Research Article
BibTex RIS Cite

COMPARISON OF PERFORMANCES OF OPEN ACCESS NATURAL LANGUAGE PROCESSING BASED CHATBOT APPLICATIONS IN TRIAGE DECISIONS

Year 2023, Volume: 25 Issue: 3, 482 - 521, 26.12.2023
https://doi.org/10.24938/kutfd.1369468

Abstract

Objective: Being publicly available, easy to use, and continuously evolving, next-generation chatbots have the potential to be used in triage, one of the most critical functions of an Emergency Department. The aim of this study was to assess the performance of Generative Pre-trained Transformer 4 (GPT-4), Bard and Claude during decision-making for Emergency Department triage.
Material and Methods: This was a preliminary cross-sectional study conducted with 50 case scenarios. Emergency Medicine specialists determined the reference Emergency Severity Index triage category of each scenario. Subsequently, each case scenario was queried using three chatbots. Inconsistent classifications between the chatbots and references were defined as over-triage (false positive) or under-triage (false negative). The primary and secondary outcomes were the predictive performance of chatbots and the difference between them in predicting high acuity triage.
Results: F1 Scores for GPT-4, Bard, and Claude for predicting Emergency Severity Index 1 and 2 were 0.899, 0.791, and 0.865 respectively. The ROC Curve of GPT-4 for high acuity predictions showed an area under the curve (AUC) of 0.911 (95% CI: 0,814-1; p<0.001), while Bard showed an AUC of 0.819 (95% CI: 0.692-0.945; p<0.001) and for Claude this was 0.881 (95% CI:0.768-0.994; p<0.001).
Conclusion: GPT-4, in its current form, was able to detect high acuity Emergency Severity Index scores in our case set and had close agreement with Emergency Medicine specialists, followed by Claude, while Bard's agreement was relatively lower. GPT-4 and Claude provided better results than Bard in case management recommendations. We believe that studies evaluating the effectiveness and limitations of chatbots in triage are important because of their future potential.

Ethical Statement

Institutional review board approval was obtained for this study on 06.04.2023 (Kocaeli University Non-Interventional Clinical Research Ethics Committee - GOKAEK-2023/07.10).

Thanks

The authors would like to thank Prof. Elif Yaka for her valuable insights.

References

  • Lee P, Bubeck S, Petro J. Benefits, limits, and risks of GPT-4 as an AI chatbot for medicine. New England Journal of Medicine. 2023;388(13):1233-9.
  • OpenAI. GPT-4 technical report. ArXiv. Accessed date: September 29, 2023: https://arxiv.org/abs/2303.08774.
  • Katz DM, Bommarito MJ, Gao S, Arredondo P. GPT-4 passes the bar exam. SSRN Electronic Journal. Published online 2023.
  • Google. Bard FAQ. Accessed date: April 21, 2023: https://bard.google.com/faq?hl=en
  • Anthropic. Introducing Claude. Accessed date: April 21, 2023:https://www.anthropic.com/index/introducing- claude
  • Kuriyama A, Urushidani S, Nakayama T. Five-level emergency triage systems: Variation in assessment of validity.

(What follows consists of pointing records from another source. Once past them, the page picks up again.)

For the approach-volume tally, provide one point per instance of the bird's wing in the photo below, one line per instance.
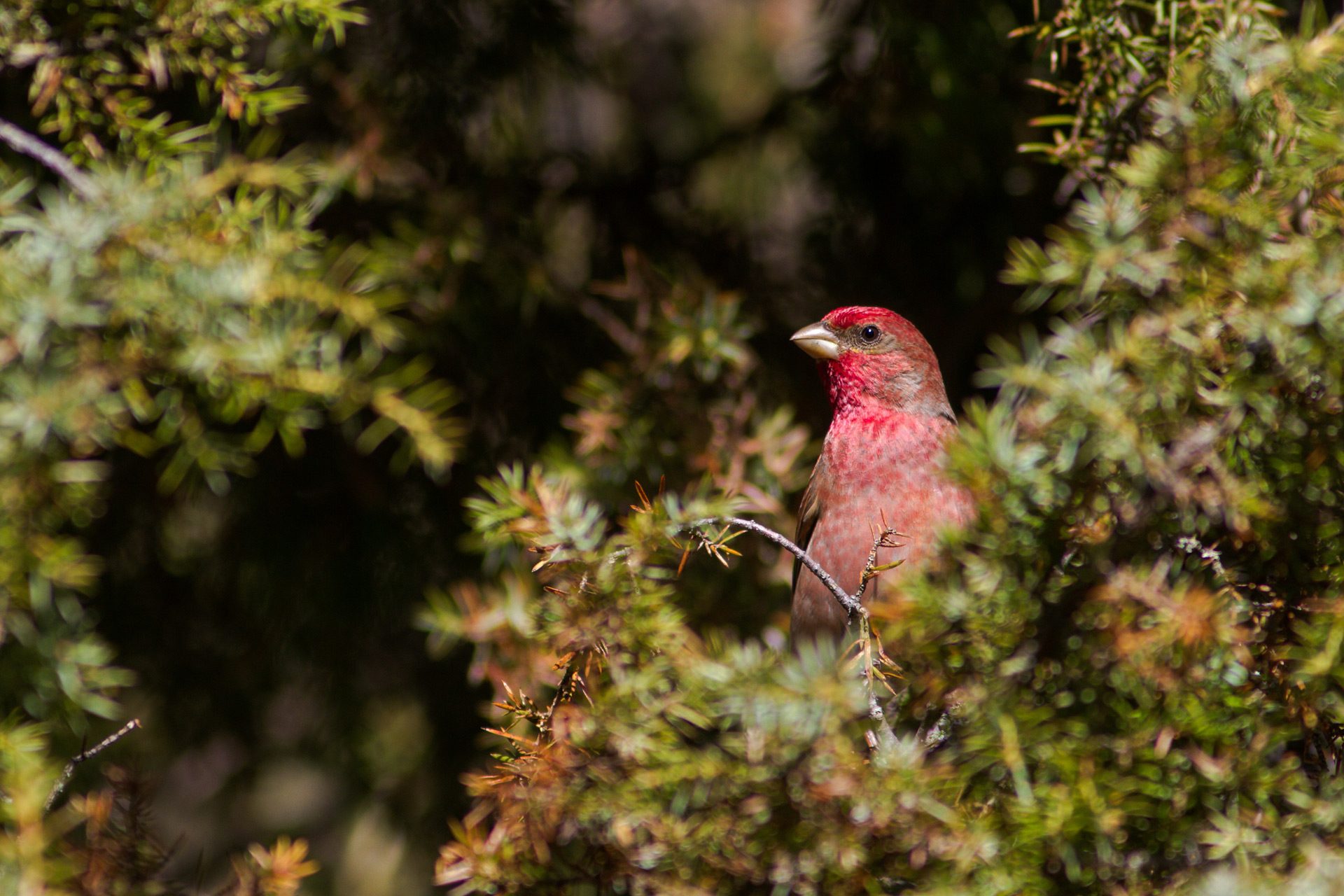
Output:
(808, 514)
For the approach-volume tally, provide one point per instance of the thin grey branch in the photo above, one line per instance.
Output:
(851, 603)
(20, 140)
(83, 755)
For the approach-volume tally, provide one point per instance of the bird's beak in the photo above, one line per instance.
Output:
(819, 342)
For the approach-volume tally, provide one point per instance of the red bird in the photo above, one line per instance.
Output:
(881, 458)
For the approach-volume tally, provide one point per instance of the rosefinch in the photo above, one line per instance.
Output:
(879, 461)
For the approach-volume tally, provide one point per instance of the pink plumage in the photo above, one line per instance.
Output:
(881, 460)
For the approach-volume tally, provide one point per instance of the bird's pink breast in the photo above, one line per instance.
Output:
(876, 468)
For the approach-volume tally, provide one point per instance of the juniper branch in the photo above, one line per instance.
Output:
(22, 141)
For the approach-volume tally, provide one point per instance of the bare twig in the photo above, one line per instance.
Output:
(882, 736)
(851, 603)
(83, 755)
(20, 140)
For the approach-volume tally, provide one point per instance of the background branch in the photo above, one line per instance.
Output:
(86, 754)
(22, 141)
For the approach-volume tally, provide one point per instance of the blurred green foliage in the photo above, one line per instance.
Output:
(1138, 644)
(342, 272)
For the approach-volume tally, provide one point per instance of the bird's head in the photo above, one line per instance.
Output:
(873, 355)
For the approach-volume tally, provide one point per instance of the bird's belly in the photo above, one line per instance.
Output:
(844, 536)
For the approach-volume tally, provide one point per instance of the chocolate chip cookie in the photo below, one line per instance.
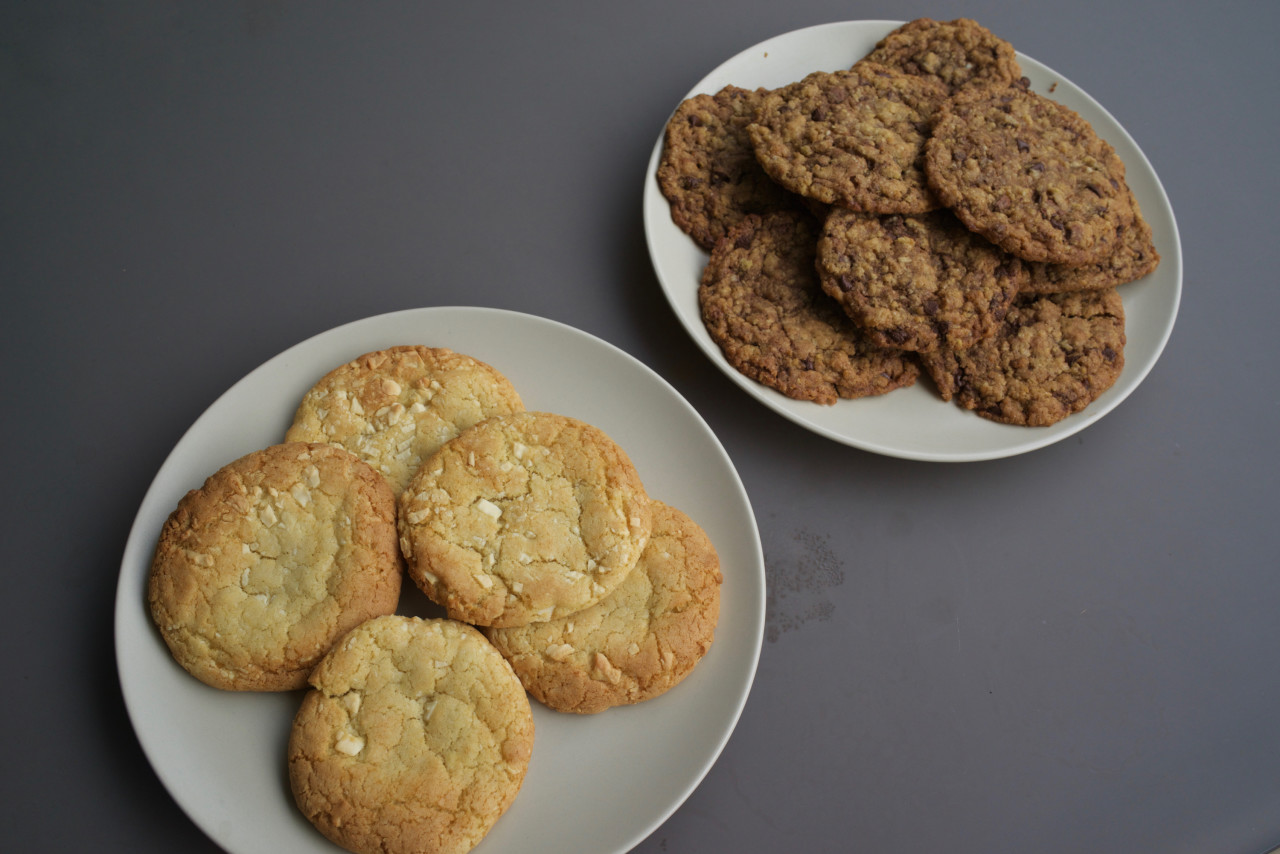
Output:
(763, 306)
(917, 282)
(1055, 355)
(708, 170)
(1028, 174)
(851, 137)
(1134, 256)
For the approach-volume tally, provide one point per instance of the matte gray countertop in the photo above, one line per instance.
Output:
(1066, 651)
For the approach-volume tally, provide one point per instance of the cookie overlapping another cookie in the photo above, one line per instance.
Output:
(950, 196)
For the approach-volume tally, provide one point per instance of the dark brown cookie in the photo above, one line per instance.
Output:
(917, 282)
(1134, 256)
(763, 306)
(1028, 174)
(958, 53)
(708, 170)
(853, 137)
(1055, 355)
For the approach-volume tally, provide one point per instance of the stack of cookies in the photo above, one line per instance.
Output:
(560, 579)
(923, 210)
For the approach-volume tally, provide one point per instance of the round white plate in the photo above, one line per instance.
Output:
(914, 423)
(595, 782)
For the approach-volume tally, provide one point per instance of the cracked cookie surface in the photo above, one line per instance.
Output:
(1055, 355)
(851, 137)
(415, 738)
(524, 517)
(763, 306)
(394, 407)
(1028, 174)
(708, 172)
(958, 53)
(636, 643)
(917, 282)
(274, 557)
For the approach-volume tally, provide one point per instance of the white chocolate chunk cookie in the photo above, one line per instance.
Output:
(524, 517)
(416, 738)
(396, 407)
(636, 643)
(278, 555)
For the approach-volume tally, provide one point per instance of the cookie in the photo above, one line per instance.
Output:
(917, 282)
(415, 738)
(1134, 256)
(396, 407)
(524, 517)
(763, 306)
(708, 170)
(1055, 356)
(1028, 174)
(273, 558)
(959, 53)
(851, 137)
(636, 643)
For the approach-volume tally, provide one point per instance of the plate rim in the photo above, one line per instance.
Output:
(786, 407)
(126, 608)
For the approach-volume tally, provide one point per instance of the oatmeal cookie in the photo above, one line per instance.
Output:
(1028, 174)
(1055, 355)
(917, 282)
(636, 643)
(414, 739)
(763, 306)
(272, 560)
(708, 170)
(958, 53)
(851, 137)
(1134, 256)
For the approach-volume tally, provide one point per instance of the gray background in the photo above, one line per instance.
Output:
(1068, 651)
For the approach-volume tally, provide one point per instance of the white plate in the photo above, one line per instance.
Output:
(915, 423)
(595, 784)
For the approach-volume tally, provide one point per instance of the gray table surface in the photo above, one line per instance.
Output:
(1072, 649)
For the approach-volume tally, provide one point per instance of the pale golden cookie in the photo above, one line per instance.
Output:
(394, 407)
(415, 739)
(524, 517)
(636, 643)
(272, 560)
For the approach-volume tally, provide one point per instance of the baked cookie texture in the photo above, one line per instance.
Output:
(851, 137)
(396, 407)
(959, 53)
(1028, 174)
(415, 738)
(1133, 257)
(763, 306)
(1055, 355)
(636, 643)
(708, 172)
(272, 560)
(917, 282)
(524, 517)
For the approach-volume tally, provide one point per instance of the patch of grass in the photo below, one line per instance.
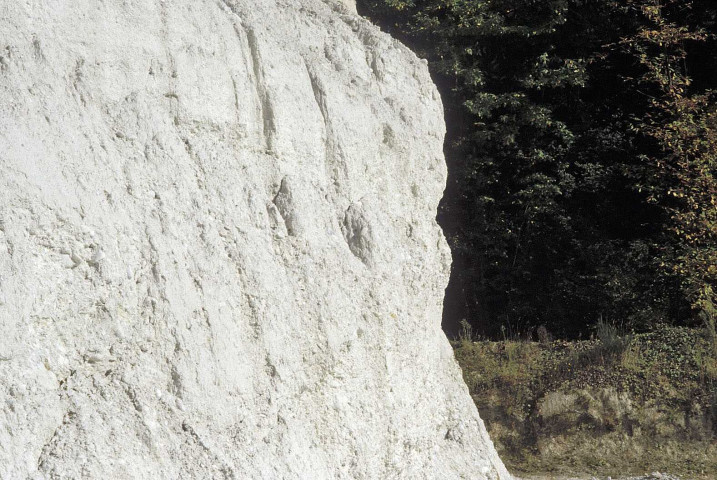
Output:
(617, 404)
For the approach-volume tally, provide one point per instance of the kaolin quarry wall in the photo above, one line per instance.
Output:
(218, 252)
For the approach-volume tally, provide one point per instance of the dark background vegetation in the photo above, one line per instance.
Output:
(582, 149)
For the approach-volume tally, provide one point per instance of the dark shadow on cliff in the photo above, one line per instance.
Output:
(451, 215)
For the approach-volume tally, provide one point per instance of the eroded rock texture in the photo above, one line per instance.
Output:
(218, 253)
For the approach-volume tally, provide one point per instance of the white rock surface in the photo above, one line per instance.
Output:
(218, 252)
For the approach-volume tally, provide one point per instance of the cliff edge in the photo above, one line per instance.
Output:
(218, 248)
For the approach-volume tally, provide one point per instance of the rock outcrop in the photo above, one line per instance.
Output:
(218, 252)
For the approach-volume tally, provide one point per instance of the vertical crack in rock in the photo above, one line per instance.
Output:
(284, 206)
(358, 234)
(266, 112)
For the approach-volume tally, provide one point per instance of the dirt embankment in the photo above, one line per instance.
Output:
(617, 406)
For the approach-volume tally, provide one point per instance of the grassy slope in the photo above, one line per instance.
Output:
(618, 405)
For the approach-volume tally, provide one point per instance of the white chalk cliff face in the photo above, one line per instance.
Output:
(218, 252)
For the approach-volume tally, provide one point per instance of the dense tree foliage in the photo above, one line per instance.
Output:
(582, 149)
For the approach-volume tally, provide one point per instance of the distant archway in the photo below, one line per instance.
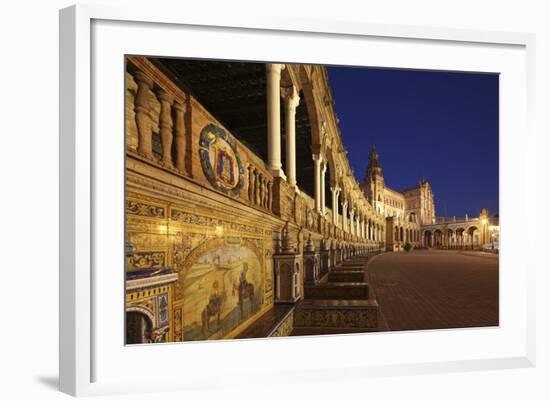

Emergency Medicine Journal. 2017;34(11):703-10.
  • McHugh M, Tanabe P, McClelland M, Khare RK. More patients are triaged using the emergency severity index than any other triage acuity system in the United States. Academic Emergency Medicine. 2012;19(1):106-9.
  • Gilboy N, Tanabe P, Travers D, Rosenau A, Eitel D. Emergency Severity Index, Version 4: Implementation Handbook. 2005. Accessed date: September 29, 2023: https://www.sgnor.ch/fileadmin/user_upload/Doku mente/Downloads/Esi_Handbook.pdf.
  • Sánchez-Salmerón R, Gómez-Urquiza JL, Albendín-García L, Correa-Rodríguez M, Martos- Cabrera MB, Velando-Soriano A et al. Machine learning methods applied to triage in emergency services: A systematic review. Int Emerg Nurs. 2022;60:101109.
  • Greenbaum NR, Jernite Y, Halpern Y, Calder S, Nathanson LA, Sontag DA et al. Improving documentation of presenting problems in the emergency department using a domain-specific ontology and machine learning-driven user interfaces. Int J Med Inform. 2019;132:103981.
  • Sterling NW, Patzer RE, Di M, Schrager JD. Prediction of emergency department patient disposition based on natural language processing of triage notes. Int J Med Inform. 2019;129:184-8.
  • Sterling NW, Brann F, Patzer RE, Di M, Koebbe M, Burke M et al. Prediction of emergency department resource requirements during triage: An application of current natural language processing techniques. J Am Coll Emerg Physicians Open. 2020;1(6):1676- 83.
  • Tootooni MS, Pasupathy KS, Heaton HA, Clements CM, Sir MY. CCMapper: An adaptive NLP-based free-text chief complaint mapping algorithm. Comput Biol Med. 2019;113:103398.
  • Stewart J, Lu J, Goudie A, Arendts G, Meka SA, Freeman S et al. Applications of natural language processing at emergency department triage: A systematic review. MedRxiv. Published online December 21, 2022. Accessed date: April 21, 2023: https://doi.org/10.1101/2022.12.20.22283735.
  • Ivanov O, Wolf L, Brecher D, Lewis E, Masek K, Montgomery K et al. Improving ED emergency severity index acuity assignment using machine learning and clinical natural language processing. J Emerg Nurs. 2021;47(2):265-278.e7.
  • Ganjali R, Golmakani R, Ebrahimi M, Eslami S, Bolvardi E. Accuracy of the emergency department triage system using the emergency severity index for predicting patient outcome: A single center experience. Bull Emerg Trauma. 2020;8(2):115-20.
  • Chang D, Hong WS, Taylor RA. Generating contextual embeddings for emergency department chief complaints. JAMIA Open. 2020;3(2):160-6.
  • Arora A, Arora A. The promise of large language models in health care. The Lancet. 2023;401(10377):641.
  • Iftikhar L, Iftikhar MF, I Hanif M. DocGPT: Impact of ChatGPT-3 on health services as a virtual doctor. EC Paediatrics. 2023;12(3):45-55. Accessed date: April 21, 2023: https://ecronicon.org/assets/ecpe/pdf/ECPE-12- 01277.pdf
  • Chen W, Linthicum B, Argon NT, Bohrmann T, Lopiano K, Mehrotra A et al. The effects of emergency department crowding on triage and hospital admission decisions. Am J Emerg Med. 2020;38(4):774-9.
  • Rashid K, Ullah M, Ahmed ST, Sajid MZ, Hayat MA, Nawaz B et al. Accuracy of emergency room triage using emergency severity index (ESI): Independent predictor of under and over triage. Cureus. 2021;13(12):e20229.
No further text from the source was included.